Accurate information about the wind resource and wind-energy potential in each state is required for federal and state policy initiatives that will expand the use of wind energy in the U.S. Recent resource maps and wind potential tables were developed through a collaborative project between the National Renewable Energy Laboratory (NREL) and AWS Truewind, LLC, Albany, New York. The resource maps for the contiguous United States, and separately for each state, show the predicted mean annual wind speeds at an 80-m height. Presented at a spatial resolution of 2.5 km (interpolated to a finer scale for display), they are derived from 200-m resolution maps developed by AWS Truewind for the windNavigator system.
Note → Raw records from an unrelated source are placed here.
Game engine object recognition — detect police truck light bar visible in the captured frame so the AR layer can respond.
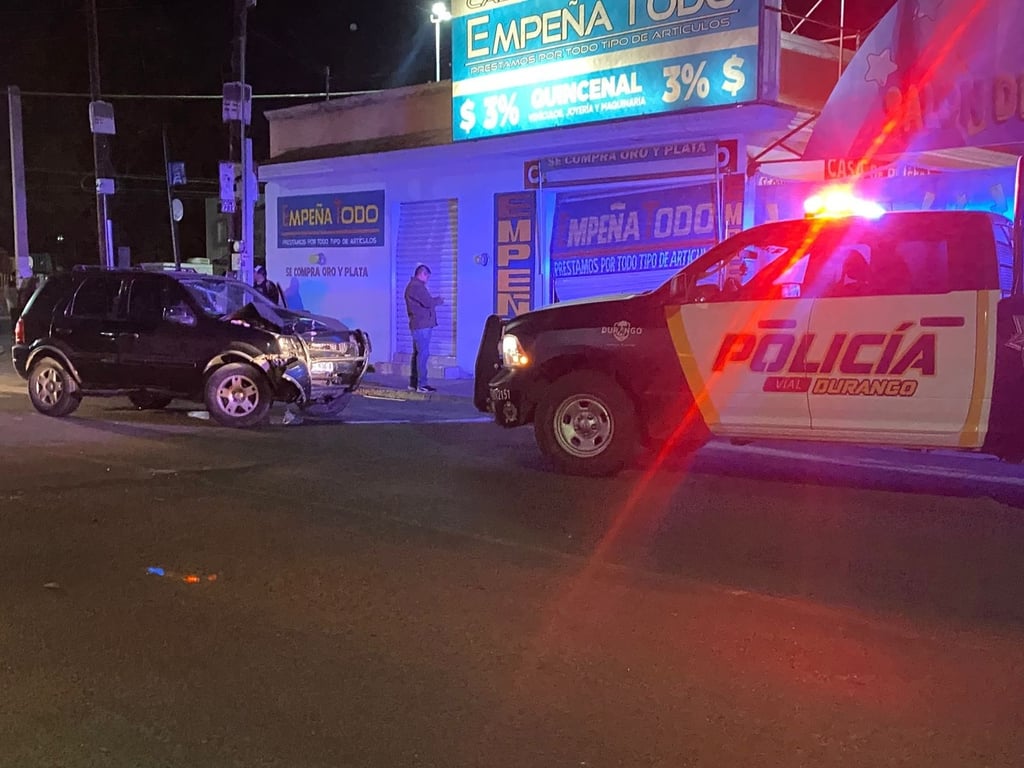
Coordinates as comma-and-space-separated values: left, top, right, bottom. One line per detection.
804, 186, 886, 219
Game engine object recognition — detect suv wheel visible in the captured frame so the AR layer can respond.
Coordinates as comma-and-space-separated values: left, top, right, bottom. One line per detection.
128, 392, 174, 411
534, 371, 637, 476
29, 357, 82, 418
206, 362, 272, 427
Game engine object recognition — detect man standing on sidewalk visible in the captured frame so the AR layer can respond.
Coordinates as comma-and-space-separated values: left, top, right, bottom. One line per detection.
406, 264, 444, 392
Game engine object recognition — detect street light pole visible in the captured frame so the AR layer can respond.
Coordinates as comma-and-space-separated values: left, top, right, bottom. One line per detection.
430, 3, 452, 83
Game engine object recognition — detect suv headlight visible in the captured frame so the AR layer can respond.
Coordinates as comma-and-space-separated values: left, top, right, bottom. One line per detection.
502, 334, 529, 368
278, 336, 306, 357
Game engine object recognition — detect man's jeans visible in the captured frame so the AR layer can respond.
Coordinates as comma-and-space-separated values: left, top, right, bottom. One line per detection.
409, 328, 433, 387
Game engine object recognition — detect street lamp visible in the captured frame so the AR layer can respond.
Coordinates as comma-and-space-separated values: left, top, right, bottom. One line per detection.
430, 3, 452, 83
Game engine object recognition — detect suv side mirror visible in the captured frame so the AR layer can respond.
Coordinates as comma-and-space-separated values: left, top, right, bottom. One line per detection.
164, 302, 196, 326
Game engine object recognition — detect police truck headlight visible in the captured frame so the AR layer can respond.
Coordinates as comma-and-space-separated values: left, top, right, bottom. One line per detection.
502, 334, 529, 368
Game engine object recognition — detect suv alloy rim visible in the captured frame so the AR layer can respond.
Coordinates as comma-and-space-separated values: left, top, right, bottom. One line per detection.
210, 374, 259, 417
554, 394, 615, 459
33, 366, 65, 407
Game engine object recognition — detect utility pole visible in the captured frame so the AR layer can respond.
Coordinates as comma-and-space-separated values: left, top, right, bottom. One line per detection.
7, 85, 32, 279
164, 123, 181, 269
85, 0, 115, 267
224, 0, 257, 284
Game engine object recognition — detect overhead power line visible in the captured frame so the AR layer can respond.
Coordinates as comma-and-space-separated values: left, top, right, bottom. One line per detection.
22, 90, 381, 101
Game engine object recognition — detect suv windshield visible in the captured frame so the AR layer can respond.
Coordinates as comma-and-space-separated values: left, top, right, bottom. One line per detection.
178, 278, 276, 317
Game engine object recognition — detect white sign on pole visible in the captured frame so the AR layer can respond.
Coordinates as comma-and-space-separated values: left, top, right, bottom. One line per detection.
89, 101, 117, 136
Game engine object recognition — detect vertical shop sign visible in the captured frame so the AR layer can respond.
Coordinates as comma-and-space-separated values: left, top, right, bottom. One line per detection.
495, 191, 537, 317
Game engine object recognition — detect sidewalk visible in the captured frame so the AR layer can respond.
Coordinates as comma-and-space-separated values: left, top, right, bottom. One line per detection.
356, 373, 473, 401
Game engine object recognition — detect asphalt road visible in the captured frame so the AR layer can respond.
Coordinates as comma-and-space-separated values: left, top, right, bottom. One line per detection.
0, 360, 1024, 768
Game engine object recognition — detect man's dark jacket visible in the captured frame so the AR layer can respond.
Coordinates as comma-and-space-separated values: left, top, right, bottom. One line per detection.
406, 278, 441, 331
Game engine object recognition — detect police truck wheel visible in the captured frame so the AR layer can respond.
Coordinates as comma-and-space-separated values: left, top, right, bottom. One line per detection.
534, 372, 637, 477
29, 357, 82, 418
206, 362, 272, 427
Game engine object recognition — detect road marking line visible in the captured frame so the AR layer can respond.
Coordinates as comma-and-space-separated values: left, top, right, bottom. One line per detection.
342, 416, 494, 424
706, 443, 1024, 487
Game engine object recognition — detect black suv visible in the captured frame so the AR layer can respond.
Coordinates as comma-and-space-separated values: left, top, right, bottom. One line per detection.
11, 267, 370, 427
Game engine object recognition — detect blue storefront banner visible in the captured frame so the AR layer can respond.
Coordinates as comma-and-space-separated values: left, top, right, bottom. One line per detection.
551, 184, 729, 278
452, 0, 762, 140
495, 191, 537, 317
278, 189, 384, 248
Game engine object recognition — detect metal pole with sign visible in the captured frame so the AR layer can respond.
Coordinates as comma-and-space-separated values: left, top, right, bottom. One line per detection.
163, 124, 181, 269
7, 85, 32, 279
87, 0, 116, 267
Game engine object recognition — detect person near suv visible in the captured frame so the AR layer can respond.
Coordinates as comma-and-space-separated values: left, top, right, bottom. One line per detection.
406, 264, 444, 392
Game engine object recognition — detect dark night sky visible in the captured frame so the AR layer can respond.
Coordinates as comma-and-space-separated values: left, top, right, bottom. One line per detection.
0, 0, 892, 263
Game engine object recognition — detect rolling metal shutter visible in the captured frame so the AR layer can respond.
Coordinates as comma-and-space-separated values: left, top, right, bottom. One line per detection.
394, 199, 459, 368
553, 269, 679, 301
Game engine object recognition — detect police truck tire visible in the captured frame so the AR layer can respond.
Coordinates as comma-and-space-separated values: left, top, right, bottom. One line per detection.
206, 362, 273, 428
29, 357, 82, 419
534, 371, 638, 477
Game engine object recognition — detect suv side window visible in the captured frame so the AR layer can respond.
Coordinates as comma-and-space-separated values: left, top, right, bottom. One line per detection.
68, 275, 121, 319
128, 278, 166, 326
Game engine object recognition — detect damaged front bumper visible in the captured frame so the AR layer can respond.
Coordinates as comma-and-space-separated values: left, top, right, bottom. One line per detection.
268, 331, 372, 406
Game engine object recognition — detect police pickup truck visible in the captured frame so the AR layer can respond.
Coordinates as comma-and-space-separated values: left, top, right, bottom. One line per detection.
475, 198, 1024, 475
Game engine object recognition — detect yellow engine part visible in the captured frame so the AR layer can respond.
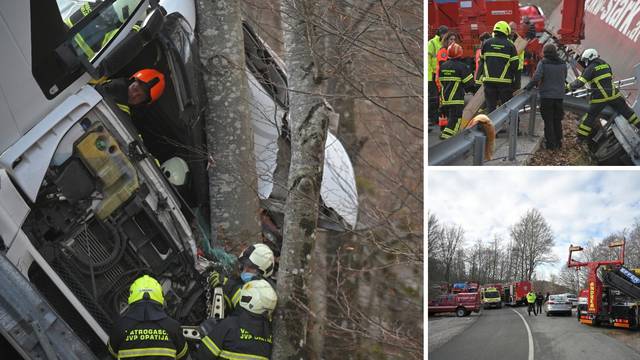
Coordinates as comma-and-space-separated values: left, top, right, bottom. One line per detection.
76, 124, 140, 220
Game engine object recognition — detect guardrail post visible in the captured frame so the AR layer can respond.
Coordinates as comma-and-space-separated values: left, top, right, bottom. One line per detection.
529, 93, 538, 140
473, 136, 487, 165
509, 109, 518, 161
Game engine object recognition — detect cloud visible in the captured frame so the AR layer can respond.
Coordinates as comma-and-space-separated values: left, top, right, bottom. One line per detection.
427, 168, 640, 278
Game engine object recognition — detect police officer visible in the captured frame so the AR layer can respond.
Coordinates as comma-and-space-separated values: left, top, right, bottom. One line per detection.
96, 69, 165, 115
209, 243, 275, 313
107, 275, 189, 359
438, 43, 474, 139
479, 21, 519, 113
568, 49, 640, 142
427, 25, 449, 131
197, 279, 278, 360
527, 290, 538, 316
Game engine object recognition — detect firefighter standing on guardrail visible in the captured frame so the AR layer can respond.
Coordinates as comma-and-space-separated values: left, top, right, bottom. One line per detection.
478, 21, 519, 114
567, 49, 640, 143
438, 43, 475, 139
107, 275, 189, 359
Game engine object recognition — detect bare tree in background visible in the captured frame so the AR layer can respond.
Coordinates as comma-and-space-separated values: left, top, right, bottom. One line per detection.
197, 0, 260, 247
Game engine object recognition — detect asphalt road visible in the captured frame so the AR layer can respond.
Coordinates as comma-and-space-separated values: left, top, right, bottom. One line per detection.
428, 307, 640, 360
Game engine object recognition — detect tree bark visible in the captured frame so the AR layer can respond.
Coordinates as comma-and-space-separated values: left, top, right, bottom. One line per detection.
272, 0, 331, 359
197, 0, 260, 247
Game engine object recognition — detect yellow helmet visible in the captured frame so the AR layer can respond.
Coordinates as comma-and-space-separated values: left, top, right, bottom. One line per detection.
493, 20, 511, 36
128, 275, 164, 305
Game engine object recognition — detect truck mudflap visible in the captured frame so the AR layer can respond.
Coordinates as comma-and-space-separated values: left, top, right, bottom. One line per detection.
0, 254, 97, 360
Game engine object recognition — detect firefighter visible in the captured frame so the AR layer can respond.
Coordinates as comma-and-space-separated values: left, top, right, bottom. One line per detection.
427, 25, 449, 131
197, 279, 278, 360
64, 0, 140, 60
209, 244, 275, 313
509, 21, 524, 91
107, 275, 189, 359
96, 69, 165, 115
479, 21, 518, 113
527, 290, 538, 316
567, 49, 640, 143
536, 291, 544, 314
439, 43, 475, 140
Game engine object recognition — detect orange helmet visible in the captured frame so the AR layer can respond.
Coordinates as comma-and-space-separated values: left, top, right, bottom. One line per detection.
131, 69, 164, 104
447, 43, 462, 59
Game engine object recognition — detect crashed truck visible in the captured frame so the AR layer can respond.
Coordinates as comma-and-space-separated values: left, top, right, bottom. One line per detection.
0, 0, 358, 359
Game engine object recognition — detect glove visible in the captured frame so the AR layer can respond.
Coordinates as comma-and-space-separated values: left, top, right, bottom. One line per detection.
207, 270, 223, 288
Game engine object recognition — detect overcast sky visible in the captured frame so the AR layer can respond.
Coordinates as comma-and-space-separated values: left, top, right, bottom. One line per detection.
427, 168, 640, 279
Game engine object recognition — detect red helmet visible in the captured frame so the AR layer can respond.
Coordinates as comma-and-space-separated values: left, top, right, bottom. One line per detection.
131, 69, 164, 104
447, 43, 462, 59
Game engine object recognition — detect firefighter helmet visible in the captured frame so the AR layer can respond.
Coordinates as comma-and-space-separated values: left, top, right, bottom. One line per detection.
447, 43, 462, 59
160, 156, 189, 186
240, 244, 275, 277
493, 20, 511, 36
580, 49, 600, 64
128, 275, 164, 305
131, 69, 165, 104
240, 279, 278, 315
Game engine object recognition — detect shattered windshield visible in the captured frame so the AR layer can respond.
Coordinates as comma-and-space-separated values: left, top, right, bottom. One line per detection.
57, 0, 142, 60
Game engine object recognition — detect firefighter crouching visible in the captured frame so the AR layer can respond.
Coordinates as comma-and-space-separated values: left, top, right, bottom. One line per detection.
192, 279, 278, 360
107, 275, 189, 360
438, 43, 475, 140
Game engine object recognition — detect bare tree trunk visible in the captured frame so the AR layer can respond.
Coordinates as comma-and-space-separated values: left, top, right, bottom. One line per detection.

Areas with annual average wind speeds around 6.5 m/s and greater at 80-m height are generally considered to have suitable wind resource for wind development. NREL has conducted a preliminary review and validation of the AWS Truewind’s 80-m map estimates for 19 selected states (6 Western states, 6 Midwestern states, and 7 Eastern states) based on tower measurements at heights of about 50 m and above from more than 300 locations.
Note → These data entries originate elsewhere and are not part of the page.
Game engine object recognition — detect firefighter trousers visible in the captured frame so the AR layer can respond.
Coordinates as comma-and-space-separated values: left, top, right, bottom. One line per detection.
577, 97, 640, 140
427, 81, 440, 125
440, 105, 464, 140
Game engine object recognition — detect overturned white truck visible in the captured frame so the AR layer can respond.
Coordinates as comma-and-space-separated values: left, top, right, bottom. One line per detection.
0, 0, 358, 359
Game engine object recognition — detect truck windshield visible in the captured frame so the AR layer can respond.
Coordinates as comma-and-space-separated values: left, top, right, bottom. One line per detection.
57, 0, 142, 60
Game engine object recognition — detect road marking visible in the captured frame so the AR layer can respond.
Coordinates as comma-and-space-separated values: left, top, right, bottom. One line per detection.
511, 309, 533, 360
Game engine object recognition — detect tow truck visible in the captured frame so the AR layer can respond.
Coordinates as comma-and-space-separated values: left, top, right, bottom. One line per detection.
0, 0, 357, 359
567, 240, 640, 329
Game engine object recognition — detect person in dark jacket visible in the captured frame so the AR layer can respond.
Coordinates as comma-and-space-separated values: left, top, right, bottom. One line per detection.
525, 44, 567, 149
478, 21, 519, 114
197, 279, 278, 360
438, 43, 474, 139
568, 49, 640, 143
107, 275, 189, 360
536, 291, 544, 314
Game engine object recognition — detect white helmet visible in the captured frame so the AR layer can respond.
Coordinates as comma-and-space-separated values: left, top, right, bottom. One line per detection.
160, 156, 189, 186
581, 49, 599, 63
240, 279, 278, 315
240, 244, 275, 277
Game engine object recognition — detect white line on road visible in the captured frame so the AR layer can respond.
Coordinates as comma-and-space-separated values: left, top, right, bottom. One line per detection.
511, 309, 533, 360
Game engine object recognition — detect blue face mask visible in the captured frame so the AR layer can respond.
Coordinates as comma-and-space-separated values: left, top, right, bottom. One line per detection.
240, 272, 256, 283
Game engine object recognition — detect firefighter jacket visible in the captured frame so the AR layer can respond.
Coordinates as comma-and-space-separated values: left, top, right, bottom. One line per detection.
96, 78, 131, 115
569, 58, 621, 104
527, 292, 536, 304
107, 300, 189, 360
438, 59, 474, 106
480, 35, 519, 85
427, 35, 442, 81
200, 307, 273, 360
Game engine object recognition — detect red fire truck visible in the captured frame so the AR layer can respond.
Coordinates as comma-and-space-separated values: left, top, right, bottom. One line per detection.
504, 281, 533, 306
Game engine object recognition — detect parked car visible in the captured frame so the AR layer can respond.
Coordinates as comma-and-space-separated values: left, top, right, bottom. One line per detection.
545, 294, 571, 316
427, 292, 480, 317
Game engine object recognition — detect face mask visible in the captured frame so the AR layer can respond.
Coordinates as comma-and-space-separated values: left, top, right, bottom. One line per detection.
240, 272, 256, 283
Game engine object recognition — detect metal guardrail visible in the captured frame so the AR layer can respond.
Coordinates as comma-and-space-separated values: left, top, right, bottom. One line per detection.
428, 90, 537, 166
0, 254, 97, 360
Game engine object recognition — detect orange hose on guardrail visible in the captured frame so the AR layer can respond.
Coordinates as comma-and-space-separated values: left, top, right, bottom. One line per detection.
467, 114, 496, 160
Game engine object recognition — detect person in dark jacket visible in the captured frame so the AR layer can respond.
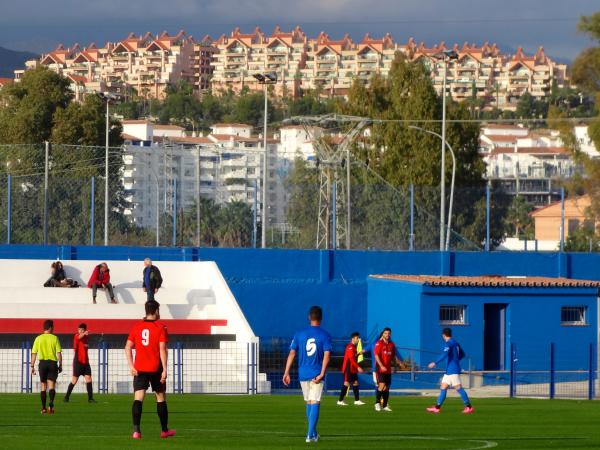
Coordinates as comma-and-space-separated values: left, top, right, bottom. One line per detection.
44, 261, 67, 287
88, 263, 117, 303
142, 258, 162, 302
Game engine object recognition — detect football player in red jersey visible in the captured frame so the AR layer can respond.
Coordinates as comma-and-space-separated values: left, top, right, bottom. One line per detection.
65, 323, 96, 403
373, 328, 404, 411
125, 300, 175, 439
337, 332, 364, 406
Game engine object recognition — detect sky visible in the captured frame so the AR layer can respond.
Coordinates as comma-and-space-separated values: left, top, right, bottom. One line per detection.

AWS Truewind also developed a national dataset of estimated gross capacity factor (not adjusted for losses) at a spatial resolution of 200 m and heights of 80 m and 100 m. NREL estimated the windy land area and wind energy potential in various capacity factor ranges for each state and the entire contiguous United States, using the gross capacity factor data.
The table lists the estimates of windy land area with a gross capacity of 30% and greater at 80-m height and the wind energy potential from development of the available” windy land area after exclusions. These areas are generally considered to have suitable wind resource for wind development.
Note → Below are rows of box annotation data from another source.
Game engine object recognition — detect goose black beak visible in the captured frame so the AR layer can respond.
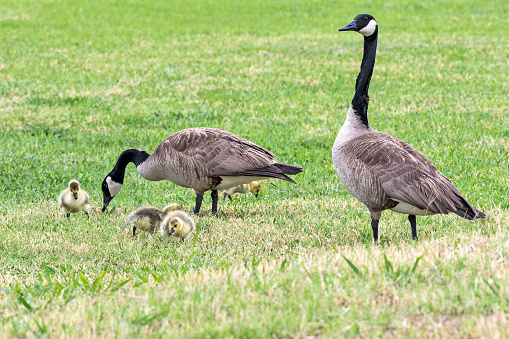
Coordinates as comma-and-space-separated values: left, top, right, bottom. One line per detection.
101, 197, 113, 213
338, 20, 357, 32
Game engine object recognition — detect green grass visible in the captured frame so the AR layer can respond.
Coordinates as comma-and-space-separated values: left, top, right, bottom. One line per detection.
0, 0, 509, 338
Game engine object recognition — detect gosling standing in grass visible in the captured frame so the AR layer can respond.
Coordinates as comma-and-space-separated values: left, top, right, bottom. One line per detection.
223, 181, 261, 200
159, 211, 196, 242
127, 203, 181, 237
58, 179, 90, 219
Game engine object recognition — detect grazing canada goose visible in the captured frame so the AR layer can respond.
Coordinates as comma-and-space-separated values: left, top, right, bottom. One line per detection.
159, 211, 196, 242
58, 179, 90, 219
223, 181, 261, 200
332, 14, 486, 241
127, 203, 184, 237
102, 127, 302, 214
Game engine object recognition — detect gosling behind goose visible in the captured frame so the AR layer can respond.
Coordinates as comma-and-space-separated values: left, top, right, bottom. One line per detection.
332, 14, 486, 241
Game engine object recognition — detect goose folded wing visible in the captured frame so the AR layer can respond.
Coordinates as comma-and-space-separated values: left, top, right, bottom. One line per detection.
163, 128, 275, 176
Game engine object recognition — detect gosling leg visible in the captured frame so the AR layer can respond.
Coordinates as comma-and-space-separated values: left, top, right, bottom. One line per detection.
193, 194, 203, 215
210, 190, 219, 215
371, 220, 380, 242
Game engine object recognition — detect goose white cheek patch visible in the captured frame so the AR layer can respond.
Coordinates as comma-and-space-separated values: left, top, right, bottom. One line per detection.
359, 20, 376, 36
106, 177, 122, 197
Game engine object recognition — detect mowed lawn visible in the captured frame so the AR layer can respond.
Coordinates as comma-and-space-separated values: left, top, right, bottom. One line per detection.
0, 0, 509, 338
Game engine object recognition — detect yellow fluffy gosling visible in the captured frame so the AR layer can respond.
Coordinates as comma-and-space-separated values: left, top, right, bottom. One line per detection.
58, 179, 90, 219
159, 211, 196, 242
223, 181, 261, 200
127, 203, 180, 237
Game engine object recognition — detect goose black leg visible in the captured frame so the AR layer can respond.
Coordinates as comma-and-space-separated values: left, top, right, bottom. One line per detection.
210, 190, 219, 215
371, 220, 380, 242
408, 214, 418, 241
193, 194, 203, 215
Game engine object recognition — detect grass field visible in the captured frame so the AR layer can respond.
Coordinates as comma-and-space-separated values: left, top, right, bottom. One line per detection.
0, 0, 509, 338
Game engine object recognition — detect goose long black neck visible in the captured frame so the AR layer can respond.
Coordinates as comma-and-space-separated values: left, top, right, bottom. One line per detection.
352, 33, 378, 127
109, 149, 150, 184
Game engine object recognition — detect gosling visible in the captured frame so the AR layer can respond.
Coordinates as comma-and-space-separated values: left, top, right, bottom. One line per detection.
223, 181, 261, 201
159, 211, 196, 242
58, 179, 91, 219
127, 203, 181, 237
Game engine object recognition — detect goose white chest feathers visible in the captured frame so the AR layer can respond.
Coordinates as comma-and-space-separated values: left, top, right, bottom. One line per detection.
102, 127, 302, 214
332, 14, 485, 241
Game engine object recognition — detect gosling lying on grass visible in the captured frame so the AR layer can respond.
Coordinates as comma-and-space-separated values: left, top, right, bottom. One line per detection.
223, 181, 261, 200
127, 203, 180, 237
58, 179, 90, 219
159, 211, 196, 242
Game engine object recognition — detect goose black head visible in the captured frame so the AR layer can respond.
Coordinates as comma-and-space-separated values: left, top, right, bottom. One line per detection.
101, 174, 123, 212
339, 14, 378, 37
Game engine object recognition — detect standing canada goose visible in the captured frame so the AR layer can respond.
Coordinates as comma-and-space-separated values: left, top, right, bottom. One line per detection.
159, 211, 196, 242
332, 14, 486, 241
58, 179, 90, 219
102, 127, 302, 214
223, 181, 261, 201
127, 203, 180, 237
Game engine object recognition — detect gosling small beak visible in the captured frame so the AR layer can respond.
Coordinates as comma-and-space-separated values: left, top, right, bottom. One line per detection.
101, 197, 113, 213
338, 20, 357, 32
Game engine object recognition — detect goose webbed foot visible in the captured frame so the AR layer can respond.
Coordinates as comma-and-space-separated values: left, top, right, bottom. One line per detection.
210, 190, 219, 215
193, 194, 203, 215
371, 220, 380, 242
408, 214, 419, 241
- Installed Capacity is the potential MW of rated capacity that could be installed on the available windy land area, and
- Annual Generation is the estimated annual wind energy generation in GWh that could be produced from the installed capacity. NREL reduced the wind potential estimates by excluding areas unlikely to be developed such as wilderness areas, parks, urban areas, and water features (see the Excel file in Wind Resource Exclusion Table for more detail).
NREL also produced graphs showing the wind resource potential above a given gross capacity factor at 80 and 100-m heights. The wind potential graph for the contiguous United States is available. Additional wind potential graphs and tables are included for each state.